Her eyes, hardened by twenty years of brutal combat and the Nightwing tradition of seeing through the lies of men, bored into him.

"You arrived at the specific moment when arriving would be most visible," she countered, her voice dropping an octave, laced with a subtle, dangerous edge. "There is a difference between being present, Rex, and choosing to be seen."

"You didn’t just intercept a meteor... you staged a goddamn miracle."

"The outcome is the same either way," Rex said, his expression unreadable, though a single bead of blood trickled from a small cut on his temple, tracing a red path through the ash on his cheek.

Morwenna didn’t blink. She was reading him, not his words, but the microtremors in his hands, the way his eyes avoided the wreckage, and the sheer, calculated precision of his timing.

She saw a pattern where there should have been chaos. She saw a strategist where there should have been a savior.

She saw something she wasn’t yet ready to name, something that felt less like luck and more like a masterstroke.

"The construct," Morwenna said, pivoting her focus toward the smoking remains of the Avatar. "Tremor... It stopped..."

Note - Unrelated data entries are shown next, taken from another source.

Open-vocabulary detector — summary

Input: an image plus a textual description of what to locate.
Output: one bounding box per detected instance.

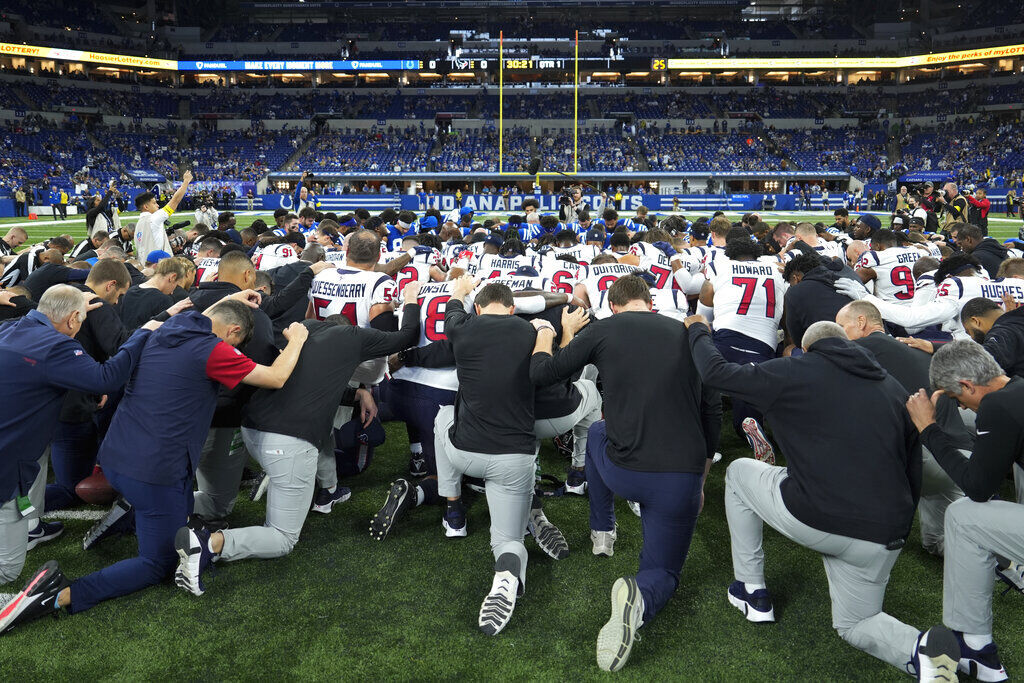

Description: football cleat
[597,577,643,671]
[950,629,1010,683]
[82,498,135,550]
[909,626,959,683]
[441,505,467,539]
[565,467,587,496]
[590,529,617,557]
[477,553,520,636]
[312,486,352,515]
[409,453,430,479]
[727,581,775,624]
[0,560,71,634]
[526,508,569,560]
[25,519,63,551]
[174,526,213,595]
[743,418,775,465]
[370,479,416,541]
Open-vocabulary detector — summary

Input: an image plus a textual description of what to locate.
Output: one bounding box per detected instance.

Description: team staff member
[175,283,420,595]
[134,171,193,263]
[0,290,307,632]
[0,285,150,589]
[532,275,713,671]
[906,340,1024,681]
[686,315,959,680]
[434,276,537,636]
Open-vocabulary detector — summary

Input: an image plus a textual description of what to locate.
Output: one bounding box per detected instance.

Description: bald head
[800,321,847,352]
[39,249,63,264]
[846,240,870,265]
[836,301,886,340]
[217,251,256,290]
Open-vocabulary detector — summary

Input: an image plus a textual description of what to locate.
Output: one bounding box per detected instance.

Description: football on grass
[75,467,118,505]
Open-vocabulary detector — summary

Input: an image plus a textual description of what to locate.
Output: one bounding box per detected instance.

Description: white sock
[964,633,992,650]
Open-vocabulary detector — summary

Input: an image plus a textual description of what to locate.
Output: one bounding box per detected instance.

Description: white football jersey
[707,257,785,348]
[580,263,637,307]
[461,254,541,279]
[253,244,299,270]
[551,245,601,265]
[394,262,431,294]
[476,275,551,292]
[538,256,588,294]
[630,242,675,290]
[857,247,925,303]
[196,257,220,287]
[393,282,473,391]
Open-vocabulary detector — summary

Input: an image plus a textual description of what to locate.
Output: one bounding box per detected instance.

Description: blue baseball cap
[145,249,171,265]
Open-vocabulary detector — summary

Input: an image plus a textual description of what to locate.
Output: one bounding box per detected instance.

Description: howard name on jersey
[708,257,785,348]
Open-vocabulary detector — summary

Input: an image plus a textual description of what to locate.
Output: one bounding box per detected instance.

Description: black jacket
[689,325,921,548]
[985,308,1024,377]
[971,238,1010,280]
[188,282,279,427]
[782,259,860,346]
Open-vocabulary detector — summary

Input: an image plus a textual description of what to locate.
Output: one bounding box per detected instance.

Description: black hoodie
[689,325,921,548]
[971,238,1010,280]
[985,308,1024,377]
[782,259,860,346]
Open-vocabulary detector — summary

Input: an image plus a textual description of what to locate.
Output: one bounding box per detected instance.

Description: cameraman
[967,187,992,238]
[558,185,588,222]
[935,182,967,229]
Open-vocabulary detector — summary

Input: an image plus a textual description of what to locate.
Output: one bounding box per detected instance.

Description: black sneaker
[25,519,63,551]
[526,508,569,560]
[370,479,416,541]
[82,498,135,550]
[0,560,71,634]
[952,631,1010,683]
[551,429,575,458]
[409,453,430,479]
[441,503,467,539]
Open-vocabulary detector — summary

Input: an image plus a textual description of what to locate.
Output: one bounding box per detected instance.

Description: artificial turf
[0,424,1024,681]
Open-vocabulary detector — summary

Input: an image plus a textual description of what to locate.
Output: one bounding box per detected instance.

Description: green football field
[0,208,1024,681]
[0,211,1024,248]
[0,425,1024,681]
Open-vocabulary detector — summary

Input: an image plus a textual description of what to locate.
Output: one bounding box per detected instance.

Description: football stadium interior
[0,0,1024,681]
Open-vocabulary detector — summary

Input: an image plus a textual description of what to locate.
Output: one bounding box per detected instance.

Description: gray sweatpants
[0,454,50,585]
[725,458,917,672]
[918,447,971,557]
[434,405,537,586]
[195,427,249,519]
[220,427,317,560]
[316,405,354,488]
[942,498,1024,635]
[534,379,602,467]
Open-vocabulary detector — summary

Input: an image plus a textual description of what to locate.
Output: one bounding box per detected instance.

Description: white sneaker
[590,529,616,557]
[477,553,519,636]
[597,577,643,671]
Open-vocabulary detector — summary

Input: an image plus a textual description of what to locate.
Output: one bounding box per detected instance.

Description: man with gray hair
[0,285,154,589]
[685,315,959,680]
[906,340,1024,681]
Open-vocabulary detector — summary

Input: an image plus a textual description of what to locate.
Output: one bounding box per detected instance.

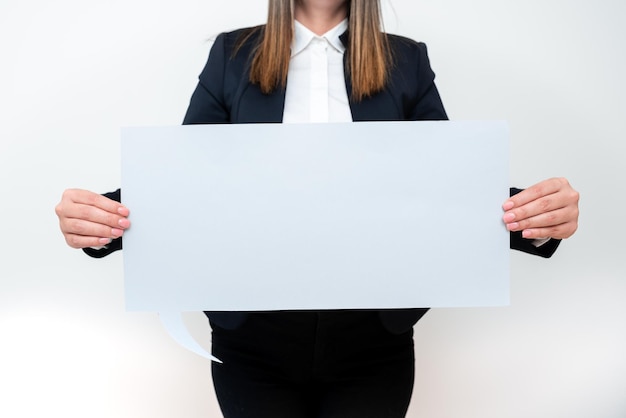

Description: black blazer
[86,28,559,333]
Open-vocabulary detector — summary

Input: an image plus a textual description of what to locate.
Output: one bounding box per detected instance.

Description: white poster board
[122,122,509,312]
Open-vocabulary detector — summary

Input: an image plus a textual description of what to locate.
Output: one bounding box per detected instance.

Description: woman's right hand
[55,189,130,248]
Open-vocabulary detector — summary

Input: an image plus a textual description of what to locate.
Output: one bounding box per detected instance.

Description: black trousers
[212,311,415,418]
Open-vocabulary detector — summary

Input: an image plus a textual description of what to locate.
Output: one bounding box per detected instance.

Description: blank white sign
[122,121,509,311]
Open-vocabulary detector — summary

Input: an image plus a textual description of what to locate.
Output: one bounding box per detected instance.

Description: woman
[56,0,578,417]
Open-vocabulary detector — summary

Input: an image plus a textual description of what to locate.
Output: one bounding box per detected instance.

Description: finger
[65,234,112,248]
[63,203,130,229]
[522,222,578,239]
[502,193,574,224]
[506,207,577,231]
[62,189,129,216]
[502,178,569,211]
[60,218,124,239]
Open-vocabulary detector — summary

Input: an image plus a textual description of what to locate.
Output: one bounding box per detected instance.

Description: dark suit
[85,29,559,418]
[86,25,559,333]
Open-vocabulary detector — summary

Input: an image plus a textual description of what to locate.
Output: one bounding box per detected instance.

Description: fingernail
[506,222,519,231]
[502,212,515,223]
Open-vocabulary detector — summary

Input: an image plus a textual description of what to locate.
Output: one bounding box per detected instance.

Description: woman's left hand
[502,178,579,239]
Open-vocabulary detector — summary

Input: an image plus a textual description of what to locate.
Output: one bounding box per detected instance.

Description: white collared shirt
[283,19,352,123]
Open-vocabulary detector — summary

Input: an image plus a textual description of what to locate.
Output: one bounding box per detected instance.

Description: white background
[0,0,626,418]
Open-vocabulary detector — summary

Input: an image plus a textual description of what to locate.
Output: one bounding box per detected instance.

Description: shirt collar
[291,19,348,57]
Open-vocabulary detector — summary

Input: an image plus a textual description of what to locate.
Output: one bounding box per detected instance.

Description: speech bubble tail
[159,311,222,363]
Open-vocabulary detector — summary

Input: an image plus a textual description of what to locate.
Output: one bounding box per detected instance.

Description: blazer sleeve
[407,42,448,120]
[183,34,230,125]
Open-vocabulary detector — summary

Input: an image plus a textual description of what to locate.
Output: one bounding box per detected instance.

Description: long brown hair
[250,0,391,101]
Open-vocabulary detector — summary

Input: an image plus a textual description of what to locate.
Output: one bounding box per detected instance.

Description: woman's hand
[502,178,579,239]
[55,189,130,248]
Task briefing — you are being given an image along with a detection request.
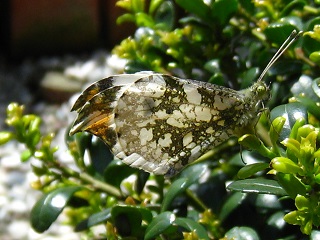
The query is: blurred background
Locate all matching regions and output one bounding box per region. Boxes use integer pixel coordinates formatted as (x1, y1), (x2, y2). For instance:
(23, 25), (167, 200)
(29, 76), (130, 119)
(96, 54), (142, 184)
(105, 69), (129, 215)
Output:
(0, 0), (134, 60)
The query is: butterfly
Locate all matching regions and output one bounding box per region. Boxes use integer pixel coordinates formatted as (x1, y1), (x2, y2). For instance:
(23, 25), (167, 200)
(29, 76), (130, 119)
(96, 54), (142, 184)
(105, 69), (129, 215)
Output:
(70, 31), (301, 177)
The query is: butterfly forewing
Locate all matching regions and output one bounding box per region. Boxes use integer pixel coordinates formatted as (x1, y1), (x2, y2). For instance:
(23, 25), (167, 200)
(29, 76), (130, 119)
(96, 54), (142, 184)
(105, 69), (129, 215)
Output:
(71, 74), (265, 175)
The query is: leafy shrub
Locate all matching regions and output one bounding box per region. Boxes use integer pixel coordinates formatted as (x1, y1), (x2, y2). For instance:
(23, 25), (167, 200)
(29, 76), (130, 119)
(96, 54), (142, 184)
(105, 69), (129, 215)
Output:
(0, 0), (320, 239)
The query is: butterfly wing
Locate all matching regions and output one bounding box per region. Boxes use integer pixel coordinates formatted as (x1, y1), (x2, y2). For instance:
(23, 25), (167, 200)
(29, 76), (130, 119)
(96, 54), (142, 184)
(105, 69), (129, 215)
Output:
(71, 74), (248, 175)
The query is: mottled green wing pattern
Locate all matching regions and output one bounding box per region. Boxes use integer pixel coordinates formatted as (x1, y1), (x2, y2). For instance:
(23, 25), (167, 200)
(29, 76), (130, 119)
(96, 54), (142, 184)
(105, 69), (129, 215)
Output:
(71, 73), (269, 176)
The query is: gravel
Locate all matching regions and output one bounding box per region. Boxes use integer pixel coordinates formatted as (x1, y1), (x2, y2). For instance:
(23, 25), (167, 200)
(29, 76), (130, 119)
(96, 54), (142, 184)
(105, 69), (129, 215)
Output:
(0, 51), (124, 240)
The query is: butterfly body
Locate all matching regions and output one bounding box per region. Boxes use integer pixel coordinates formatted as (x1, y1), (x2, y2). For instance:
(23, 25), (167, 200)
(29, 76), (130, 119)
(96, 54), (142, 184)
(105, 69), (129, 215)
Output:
(71, 72), (270, 176)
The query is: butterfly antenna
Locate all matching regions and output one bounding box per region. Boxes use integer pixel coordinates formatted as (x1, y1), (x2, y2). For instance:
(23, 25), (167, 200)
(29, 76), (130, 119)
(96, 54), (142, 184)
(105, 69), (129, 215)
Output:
(258, 30), (303, 81)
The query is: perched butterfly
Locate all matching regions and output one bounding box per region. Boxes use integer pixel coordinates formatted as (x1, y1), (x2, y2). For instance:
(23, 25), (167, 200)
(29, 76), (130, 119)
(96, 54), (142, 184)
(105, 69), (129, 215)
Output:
(70, 31), (301, 176)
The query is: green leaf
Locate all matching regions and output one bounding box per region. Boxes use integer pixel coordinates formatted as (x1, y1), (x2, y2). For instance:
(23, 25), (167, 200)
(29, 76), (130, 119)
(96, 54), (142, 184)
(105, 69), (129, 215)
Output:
(174, 218), (210, 240)
(296, 96), (320, 119)
(161, 178), (192, 212)
(277, 172), (307, 199)
(225, 227), (260, 240)
(211, 0), (238, 25)
(219, 192), (247, 221)
(111, 205), (152, 238)
(135, 12), (155, 28)
(131, 0), (145, 13)
(302, 17), (320, 56)
(144, 212), (176, 240)
(75, 208), (111, 232)
(237, 163), (269, 179)
(154, 1), (174, 31)
(104, 159), (138, 188)
(117, 13), (136, 24)
(270, 103), (308, 141)
(280, 0), (306, 17)
(264, 16), (303, 46)
(227, 178), (287, 196)
(0, 132), (14, 145)
(176, 0), (211, 23)
(31, 186), (82, 233)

"It didn’t just lag, but it froze... like it stopped moving for approximately three seconds before the meteor was released."

"A three-second window of total, inexplicable stasis."

Rex didn’t flinch. He leaned into the logic, his mind moving with the cold efficiency of a machine.

"The earthquake protocol disrupts geological substrate coherence," he explained, his tone becoming analytical, as if they were discussing a textbook rather than a near apocalypse. "The disruption can propagate backward through a geological working’s active connection to its caster."

"If Tremor were running the Earthen Authority at maximum extension during the earthquake protocol, that feedback loop would have produced a massive system interrupt..."

"A momentary paralysis of the command structure."

Morwenna went quiet. She stood there, her eyes narrowing, calculating the physics of his explanation.

She processed the data, weighing the technical possibility against the sheer, convenient perfection of the timing. It was a flawless explanation, and it was also a perfect lie.

Beside her, Valentina hadn’t moved. She was staring at Rex with an intensity that was almost predatory.

As a telepath, her mind was no longer just passively reading the room; it was lashing out, trying to peel back the layers of his consciousness, trying to find the seam between the man and the architect. She saw the complexity in him, a mental architecture far more vast and terrifyingly organized than the man he presented to the world.

"How long," Valentina said, her voice trembling with a mixture of awe and a sudden, chilling suspicion, "have you been running something alongside Tremor?"